Open jseager7 opened 5 years ago
Hi @jseager7, can this ticket be closed now?
@CuzickA It should stay open if we still have obsolete UniProtKB accession numbers in PHI-base 4. That is, unless you want this tracker to only be for the new PHI-Canto curation.
If all of the obsolete identifiers in PHI-base 4 have been replaced or removed, then it's fine to close this issue.
Ahh I see, this query is for PHI-Base 4 data migration. I thought this tracker was just for new PHI-Canto curation.
We can keep it open and I'll add a new label 'PHI4 to PHI5 data migration'.
@martin2urban do you know whether we still have obsolete UniProtKB accession numbers in PHI-base 4? I remember that you did some work this with a colleague.
Hi @jseager7, has this been resolved in the data migration? Can we close the ticket now?
I'll check whether there are still obsolete UniProt IDs in PHI-base 4.18 before closing this issue. From memory I think that there are.
We currently have many obsolete UniProt accessions in PHI-base, and we have no effective way to locate the corresponding extant entry for these accessions.
Currently, I think the best we can do is either BLAST the sequence of the obsolete accession (which is slow and probably unreliable); or try to find an active accession with the same gene name as the accession that was obsoleted (seems even less reliable, but you could use a sequence alignment tool to support the comparison).

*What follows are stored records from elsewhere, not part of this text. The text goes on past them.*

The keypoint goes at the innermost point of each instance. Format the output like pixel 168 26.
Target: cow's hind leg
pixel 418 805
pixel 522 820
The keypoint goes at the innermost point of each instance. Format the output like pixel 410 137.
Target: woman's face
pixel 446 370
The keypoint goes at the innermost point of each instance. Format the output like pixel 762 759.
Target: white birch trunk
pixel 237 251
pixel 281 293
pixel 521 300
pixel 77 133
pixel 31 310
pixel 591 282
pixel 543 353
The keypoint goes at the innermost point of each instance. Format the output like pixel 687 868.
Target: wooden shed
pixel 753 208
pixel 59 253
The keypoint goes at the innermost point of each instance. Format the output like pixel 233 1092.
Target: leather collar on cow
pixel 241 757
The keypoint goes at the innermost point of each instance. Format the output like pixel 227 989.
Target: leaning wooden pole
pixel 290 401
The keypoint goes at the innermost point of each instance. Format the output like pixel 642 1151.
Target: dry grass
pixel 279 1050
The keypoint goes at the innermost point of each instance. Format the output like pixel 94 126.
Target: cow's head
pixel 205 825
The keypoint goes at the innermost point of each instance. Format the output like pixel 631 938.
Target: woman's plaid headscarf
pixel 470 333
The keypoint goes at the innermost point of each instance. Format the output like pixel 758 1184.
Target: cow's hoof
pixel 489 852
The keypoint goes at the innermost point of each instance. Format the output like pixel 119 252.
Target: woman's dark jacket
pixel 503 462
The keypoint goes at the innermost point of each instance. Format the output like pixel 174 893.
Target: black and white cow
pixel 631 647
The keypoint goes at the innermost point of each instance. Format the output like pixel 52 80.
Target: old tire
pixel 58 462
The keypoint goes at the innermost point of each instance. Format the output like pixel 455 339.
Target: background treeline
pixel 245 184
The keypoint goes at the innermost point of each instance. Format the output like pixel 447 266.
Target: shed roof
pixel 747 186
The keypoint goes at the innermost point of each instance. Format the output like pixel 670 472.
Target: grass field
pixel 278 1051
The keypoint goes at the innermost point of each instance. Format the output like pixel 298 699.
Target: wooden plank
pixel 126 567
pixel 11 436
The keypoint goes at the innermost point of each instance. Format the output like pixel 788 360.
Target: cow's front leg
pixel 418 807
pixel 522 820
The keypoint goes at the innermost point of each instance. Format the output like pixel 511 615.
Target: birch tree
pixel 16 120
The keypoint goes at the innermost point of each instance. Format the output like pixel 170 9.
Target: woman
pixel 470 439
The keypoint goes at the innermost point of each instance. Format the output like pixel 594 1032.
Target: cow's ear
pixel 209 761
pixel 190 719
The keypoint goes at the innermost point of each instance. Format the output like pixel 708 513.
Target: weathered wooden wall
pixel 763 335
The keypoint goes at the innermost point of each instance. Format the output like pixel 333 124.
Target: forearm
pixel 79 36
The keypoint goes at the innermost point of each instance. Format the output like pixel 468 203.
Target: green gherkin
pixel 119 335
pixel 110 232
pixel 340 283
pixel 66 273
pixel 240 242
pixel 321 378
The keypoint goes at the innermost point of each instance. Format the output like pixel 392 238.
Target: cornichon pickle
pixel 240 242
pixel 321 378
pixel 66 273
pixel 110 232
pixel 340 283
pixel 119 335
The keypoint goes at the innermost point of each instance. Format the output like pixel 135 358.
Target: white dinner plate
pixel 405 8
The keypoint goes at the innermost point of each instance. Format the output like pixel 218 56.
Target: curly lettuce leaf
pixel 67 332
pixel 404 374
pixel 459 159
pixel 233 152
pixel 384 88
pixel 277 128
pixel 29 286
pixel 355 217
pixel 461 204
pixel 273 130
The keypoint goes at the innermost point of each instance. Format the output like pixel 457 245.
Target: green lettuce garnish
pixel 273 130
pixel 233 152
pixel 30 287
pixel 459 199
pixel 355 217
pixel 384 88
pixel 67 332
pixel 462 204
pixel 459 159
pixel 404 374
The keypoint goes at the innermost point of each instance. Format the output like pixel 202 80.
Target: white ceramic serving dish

@ValWood contacted UniProt about their policies for obsoleting accessions, and we were directed to a mapping that "maps old to new accession numbers via their protein_ids". I think from preliminary analysis there was no evidence that these new accessions mapped to any of our obsolete accessions, but I might have done the analysis wrong, so I'm planning to re-do this to make sure.